TULUNGAGUNG, K2RNews.com – RSUD Dr. Iskak Tulungagung menjadi salah satu dari ratusan rumah sakit di Indonesia yang berpartisipasi dalam kegiatan donor darah serentak memperingati HUT ke-25 Asosiasi Rumah Sakit Daerah (ARSADA), Senin (3/11/2025). Kegiatan ini berhasil mencatatkan rekor di Museum Rekor Dunia Indonesia (MURI) dengan jumlah pendonor mencapai 23.925 orang dari 350 rumah sakit daerah di seluruh Indonesia.
Kegiatan nasional ini digelar sebagai wujud solidaritas dan kepedulian sosial antar rumah sakit daerah. Melalui aksi donor darah, ARSADA ingin menegaskan komitmen rumah sakit untuk terus berkontribusi bagi kemanusiaan dan pelayanan masyarakat.
Perwakilan Ketua Panitia, dr. Dyah Eko Judihartanti, M.A.R.S., menyebut pencapaian ini menjadi simbol kekuatan kebersamaan rumah sakit daerah dalam memperjuangkan pelayanan kesehatan yang merata. “Donor darah ini menjadi refleksi perjalanan 25 tahun ARSADA yang terus berupaya memperkuat peran rumah sakit daerah di tengah masyarakat,” ujarnya.
Ia juga berharap momentum ini mendorong setiap rumah sakit memiliki unit pengelolaan darah sendiri agar kebutuhan darah masyarakat dapat terpenuhi lebih cepat dan efisien.
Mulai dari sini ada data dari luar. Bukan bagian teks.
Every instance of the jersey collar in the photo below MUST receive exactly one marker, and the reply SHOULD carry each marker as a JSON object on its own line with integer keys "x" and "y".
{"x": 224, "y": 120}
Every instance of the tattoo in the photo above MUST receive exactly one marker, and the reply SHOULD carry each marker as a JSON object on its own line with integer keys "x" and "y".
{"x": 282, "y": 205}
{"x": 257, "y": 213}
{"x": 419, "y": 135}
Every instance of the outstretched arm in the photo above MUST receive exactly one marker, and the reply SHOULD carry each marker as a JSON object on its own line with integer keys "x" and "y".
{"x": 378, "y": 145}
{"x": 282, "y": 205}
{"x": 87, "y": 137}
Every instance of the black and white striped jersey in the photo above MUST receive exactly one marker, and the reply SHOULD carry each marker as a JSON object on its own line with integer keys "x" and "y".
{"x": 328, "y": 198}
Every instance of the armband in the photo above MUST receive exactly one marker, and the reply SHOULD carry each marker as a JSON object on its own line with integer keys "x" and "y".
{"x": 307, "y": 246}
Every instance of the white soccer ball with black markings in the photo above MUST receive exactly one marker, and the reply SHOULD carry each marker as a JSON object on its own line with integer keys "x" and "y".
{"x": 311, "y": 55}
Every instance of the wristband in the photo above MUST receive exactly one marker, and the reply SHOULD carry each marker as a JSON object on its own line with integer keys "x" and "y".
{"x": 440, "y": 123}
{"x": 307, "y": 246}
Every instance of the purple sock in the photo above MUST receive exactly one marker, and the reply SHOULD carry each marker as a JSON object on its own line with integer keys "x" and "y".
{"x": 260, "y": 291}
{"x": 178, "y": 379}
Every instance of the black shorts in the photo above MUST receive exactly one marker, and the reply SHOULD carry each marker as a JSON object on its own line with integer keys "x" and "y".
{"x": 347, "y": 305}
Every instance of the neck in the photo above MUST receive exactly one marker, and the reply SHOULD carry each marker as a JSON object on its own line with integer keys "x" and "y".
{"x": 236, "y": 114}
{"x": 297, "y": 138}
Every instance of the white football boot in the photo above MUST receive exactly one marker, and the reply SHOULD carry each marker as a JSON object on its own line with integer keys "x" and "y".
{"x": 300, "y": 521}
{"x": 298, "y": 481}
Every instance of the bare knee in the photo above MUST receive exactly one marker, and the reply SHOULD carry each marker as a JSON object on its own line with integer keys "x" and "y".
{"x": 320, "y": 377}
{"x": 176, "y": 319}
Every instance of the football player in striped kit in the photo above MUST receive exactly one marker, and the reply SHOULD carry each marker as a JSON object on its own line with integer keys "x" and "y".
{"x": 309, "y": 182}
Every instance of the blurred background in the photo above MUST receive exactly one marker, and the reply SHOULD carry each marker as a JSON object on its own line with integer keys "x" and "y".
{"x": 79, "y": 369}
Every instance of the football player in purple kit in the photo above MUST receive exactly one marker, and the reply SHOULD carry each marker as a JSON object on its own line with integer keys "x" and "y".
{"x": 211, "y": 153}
Pendiri ARSADA, Dr. dr. Umar Wahid, Sp.P, dalam sambutannya via Zoom menekankan pentingnya peran rumah sakit daerah sebagai ujung tombak pelayanan publik. Ia mengingatkan bahwa rumah sakit daerah rentan terhadap perubahan kebijakan dan dinamika politik, sehingga perlu terus memperkuat komitmen pelayanan yang bermutu bagi masyarakat.
“Advokasi dan kolaborasi menjadi kunci agar rumah sakit daerah tetap tangguh dan berdaya saing dalam memberikan pelayanan terbaik bagi rakyat,” tegasnya.
Sementara itu, Plt. Direktur RSUD Dr. Iskak, dr. Zuhrotul Aini, Sp.A., M.Kes., mengatakan bahwa kegiatan ini merupakan bentuk dukungan penuh terhadap program nasional ARSADA. Ia mengajak seluruh pegawai dan masyarakat Tulungagung untuk ikut menebar semangat kemanusiaan melalui aksi donor darah.
Kegiatan donor darah di RSUD Dr. Iskak berlangsung pukul 08.00–11.15 WIB dengan antusiasme tinggi dari masyarakat. Sebanyak 79 pendonor berpartisipasi, bekerja sama dengan PMI Kabupaten Tulungagung yang menyiapkan tenaga medis dan fasilitas pendukung.